Threats sent to schools in South Florida, Houston

Author: the associated press
Published: Updated:
MGN Online

MIAMI (AP) – Students in Miami, Fort Lauderdale, Houston and Dallas were heading to school Thursday, hours after school officials in those cities said they received threats similar to the ones received by the Los Angeles and New York school districts earlier this week.

Meanwhile, two Indiana school districts did cancel classes after also getting threats.

The Miami-Dade County, Dallas and Houston school districts announced on their websites that “less-than-credible” threats were received by email late Wednesday evening, and that schools would be open Thursday. Officials from Broward County Public Schools in Fort Lauderdale said they also received a threat. In a tweet sent Thursday, the district announced that all schools would be open Thursday morning.

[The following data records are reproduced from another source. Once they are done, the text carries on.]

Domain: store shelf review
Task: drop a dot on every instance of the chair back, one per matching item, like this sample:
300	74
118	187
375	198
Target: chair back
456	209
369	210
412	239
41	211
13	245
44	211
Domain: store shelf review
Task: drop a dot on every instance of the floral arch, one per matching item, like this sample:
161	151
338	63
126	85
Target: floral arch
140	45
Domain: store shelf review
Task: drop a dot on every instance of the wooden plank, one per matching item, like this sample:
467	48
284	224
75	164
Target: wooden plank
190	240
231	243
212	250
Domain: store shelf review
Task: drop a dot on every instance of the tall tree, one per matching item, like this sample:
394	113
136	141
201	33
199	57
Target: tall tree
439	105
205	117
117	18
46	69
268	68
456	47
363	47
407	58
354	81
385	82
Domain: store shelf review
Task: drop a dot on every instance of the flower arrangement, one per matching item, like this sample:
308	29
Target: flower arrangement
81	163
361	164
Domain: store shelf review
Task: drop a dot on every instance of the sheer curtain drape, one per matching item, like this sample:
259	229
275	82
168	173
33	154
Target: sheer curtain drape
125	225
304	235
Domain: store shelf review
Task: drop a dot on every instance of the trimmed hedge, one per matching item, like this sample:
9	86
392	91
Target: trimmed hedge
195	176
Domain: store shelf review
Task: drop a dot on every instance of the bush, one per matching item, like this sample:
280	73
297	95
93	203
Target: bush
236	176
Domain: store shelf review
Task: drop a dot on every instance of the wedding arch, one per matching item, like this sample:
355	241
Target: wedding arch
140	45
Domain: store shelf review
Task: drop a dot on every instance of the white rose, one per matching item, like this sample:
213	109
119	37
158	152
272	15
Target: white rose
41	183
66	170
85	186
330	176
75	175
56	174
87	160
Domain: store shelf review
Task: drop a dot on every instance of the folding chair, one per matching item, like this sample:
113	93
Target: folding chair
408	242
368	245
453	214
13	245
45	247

The districts are among the nation’s largest – Miami ranks fourth, Broward is sixth, Houston is seventh and Dallas is 14th.

In Dallas, officials with the Dallas Independent School District said some teachers and staff members at two schools – Pinkston High and Martinez Elementary – received emailed threats and notified district officials. The district’s police department activated its emergency response protocol and began working with other law enforcement agencies to make sure the schools were safe.

Officials say bomb-sniffing dogs were brought to both schools and at 2:20 a.m. CST, Dallas police said they found no credible threat. Schools across the Dallas area were open Thursday.

“We need to make sure that we don’t overreact to fear,” Dallas police Chief David Brown said.

Dallas Mayor Mike Rawlings agreed, adding, “Obviously someone is trying to scare Dallas and that is not going to work.”

Robert Mock, police chief for the Houston Independent School District, said random overnight searches by explosives detecting dogs and patrol officers turned up nothing after district officials, including the superintendent, received the threat by email.

So far Thursday morning, “everything’s been normal, schools are in session, kids are learning,” Mock said.

He added that he doesn’t want to downplay the message because “a threat is a threat.” But he said the message referred to weapons and explosives among unsophisticated content that was “so far over the top the logistics just didn’t pan out.”

School officials in Miami and Fort Lauderdale haven’t released details about the threats, but said on their websites they were similar to those received in New York and Los Angeles earlier in the week. Los Angeles, which has the nation’s second-largest school districts, closed Tuesday after receiving the threat. Officials in New York determined the threat was a hoax and kept schools open that day.

In Miami, school officials said district police immediately contacted federal, state and local law enforcement agencies and promised to deploy extra security to schools.

Law enforcement officers were making sweeps of schools in Houston to ensure student safety. They encouraged parents and students to be vigilant and report any suspicious activity to police and said no specific school was threatened there.

In central Indiana, two school districts canceled classes Thursday. The Danville Community School Corporation said two students were arrested after allegedly making threats against schools in separate incidents. And in Plainfield, west of Indianapolis, students were told to stay home Thursday after a threat was “directed to the high school.”

It’s rare for a major U.S. city to close all its schools because of a threat and the closures in Los Angeles reflected the lingering unease in Southern California following the attack that killed 14 people at a holiday luncheon two weeks ago in San Bernardino.